How Autoimmune Diseases Work
Think of your immune system as a security guard. Its job is to recognize harmful invaders like bacteria, viruses, or toxins and take them down. Normally, that guard is sharp, quick, and accurate.
But in autoimmune diseases, the guard gets confused. Instead of only chasing the bad guys, it mistakes your own healthy cells for intruders. Scientists believe this happens because of a mix of genetics, environmental triggers like infections or toxins, and sometimes hormonal influences.
When this mistake happens, the immune system creates autoantibodies or activates immune cells that attack the body itself. The end result is inflammation that does not turn off. Sometimes it zeroes in on one organ, like the thyroid in Hashimoto’s or the pancreas in Type 1 diabetes. Other times, it spreads throughout the body, like in lupus or rheumatoid arthritis.
How This Plays Out in Real Life
The science explains the process, but it doesn’t capture what life actually feels like.
Autoimmune diseases often bring pain, fatigue, and limited mobility. They can cause organ damage, and if not managed carefully, they can even shorten life expectancy. Mentally and emotionally, the constant stress and unpredictability increase rates of depression and anxiety. The invisible nature of many of these diseases adds another layer of difficulty. You may look fine on the outside, while inside you are struggling.
Daily life becomes a balancing act. Flare-ups come and go without warning.
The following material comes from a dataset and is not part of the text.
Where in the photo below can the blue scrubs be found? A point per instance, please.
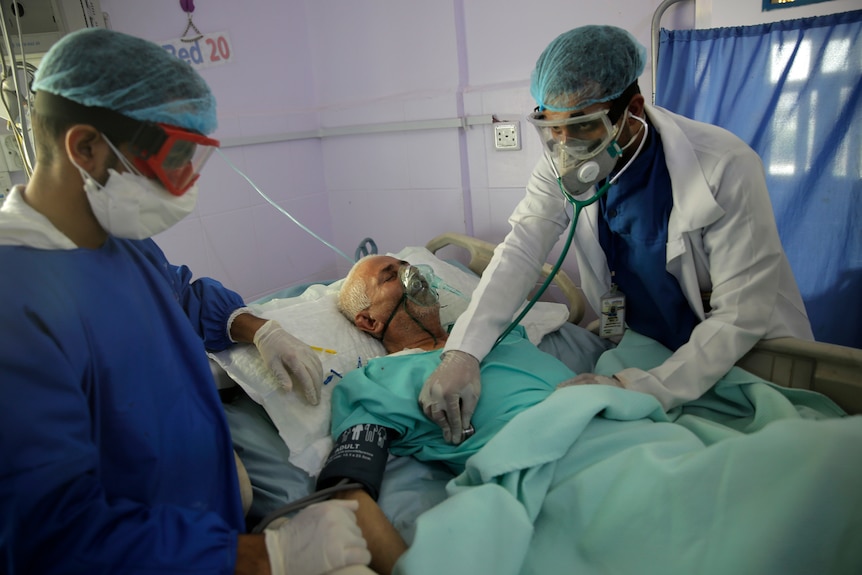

One day you can get through work or family responsibilities. The next, you may be stuck in bed or unable to eat without pain. School, work, and social plans get interrupted over and over again. Medical appointments, bloodwork, and medication schedules become a regular part of life. And of course, the financial impact of medications and missed work is real and heavy.
My Experience with Crohn’s
With Crohn’s disease, unpredictability is the name of the game. I have learned to always know where the nearest bathroom is, because sudden cramps and urgent trips to the toilet can take over without warning. The pain and exhaustion can be relentless. Add to that the emotional rollercoaster of not knowing how I will feel from one day to the next, and it is easy to feel like life is running me instead of the other way around.
Then there are the medications. Prednisone, for example, can bring relief but also comes with wild side effects. I have lived through the mood swings, the insomnia, and what I jokingly call “roid rage.” Imagine crying over a commercial one minute and snapping at a houseplant the next. Not exactly the calm and centered life I would choose.
And yet, I have learned that fighting against my body only makes everything harder.
Finding Hope
Living with an autoimmune disease has taught me that sometimes, yes, I have to push through. There are times when rest is not an option, when life demands more than my body wants to give. And often, I pay for it later. That is part of the reality of chronic illness.
But when I can, the greatest gift I give myself is surrender. Allowing rest. Letting my body soften into the space it needs instead of forcing it to be somewhere it cannot.
This surrender is not giving up. It is listening. It is compassion. It is the choice to meet myself where I am today, instead of where I think I should be.
The tools that help me do this are simple, but powerful. Somatic movement teaches me to release tension gently, one small motion at a time. Yoga helps me connect breath with body, moving at the pace that feels right for me, not for the perfect pose in a book. Art journaling gives me a place to pour out emotions that feel too heavy for words. These practices are not cures, but they are lifelines. They ground me. They remind me that even if my body feels unpredictable, I still have ways to create peace and relief.
Over time, consistent practice with these tools has changed the way I live with Crohn’s. Instead of treating my body like an enemy, I treat it like a partner. Some days we are in sync. Other days we argue. But when I practice listening, I find more calm, more compassion, and more hope.
Autoimmune disease may never disappear from my life, but I have learned that healing does not always mean curing. Healing can mean softening into what is here, finding tools that support me, and choosing again and again to treat myself with gentleness.
That is the kind of hope I want to share.